Netgear used multiple USB ID (0846:4220 and 0846:4240) for the prism based WG111 before introducing the RTL8187 based WG111v2. Your lsusb output describes 0846:4240 as "NetGear, Inc. WG111 WiFi (v2)". This doesn't mean it is the RTL8187 based WG111v2.

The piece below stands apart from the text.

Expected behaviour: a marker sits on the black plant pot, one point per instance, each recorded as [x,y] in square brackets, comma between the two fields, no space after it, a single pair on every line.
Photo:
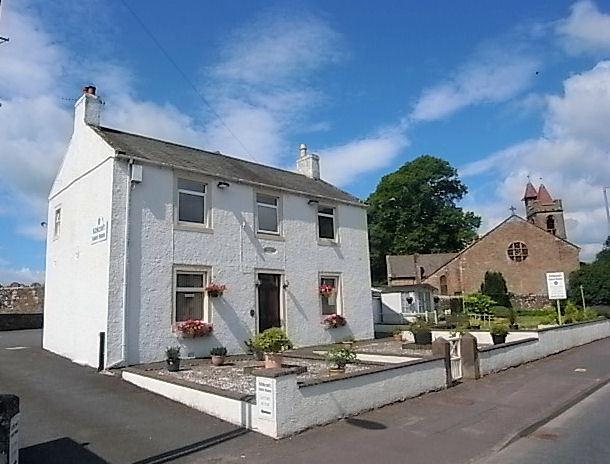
[423,338]
[173,365]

Hi falmouth, Thanks for point out the version difference. I think I got confused WG111v2 and "WG111 (v2)". I grep the source tree and it shows my netgear device really is under prism driver
./drivers/net/wireless/p54/p54usb.c: {USB_DEVICE(0x0846, 0x4240)}, /* Netgear WG111 (v2) */
I also look closely at the usb stick. It is "WG111" although some small print show IC ID: 4054-WG111v2, FCC ID: PY3WG111v2. It is absolutely not WG111v2. I also want to thank you for the information on RTL8187 history and difference you post on the other thread. It is greatly helpful.